How to Replace WordPress Post Links in Bulk

Recently, I wanted to move several of my existing WordPress blogs into a single WordPress multi-site setup. After doing so, I realized that all of my image links were broken because WordPress multi-site has a different organization for their media files.

In particular, images no longer reside in the wp-content/uploads directory, but rather in the files directory.

I can create a 301 redirect to upgrade all of my old links, but I would prefer to change all of my old link structures so that they point to the new image file location.

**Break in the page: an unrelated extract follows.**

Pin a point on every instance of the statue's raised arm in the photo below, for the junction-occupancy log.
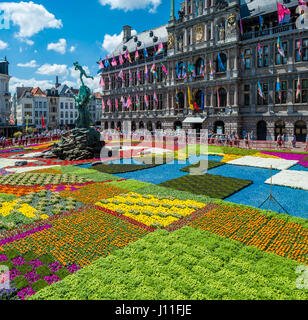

Here we consider how to replace WordPress post and page links in bulk using PHP.

1. Extract HTML and Image Links

First, we use regular expressions to extract HTML and image links from our WordPress post and page content.

Get HTML Links

function _get_html_links($content) {
	preg_match_all('/<a [^>]+>/i',$content, $links);

	$result = array();		
	foreach( $links[0] as $link_tag ) {
		preg_match_all('/(href)=("[^"]*")/i',$link_tag, $result[$link_tag]);
	}
	return $result;
}

Line 2 – Extract all HTML links, i.e., content that is encapsulated within the pattern <a and >.
Line 6 – Extract all relevant link tags from each HTML link.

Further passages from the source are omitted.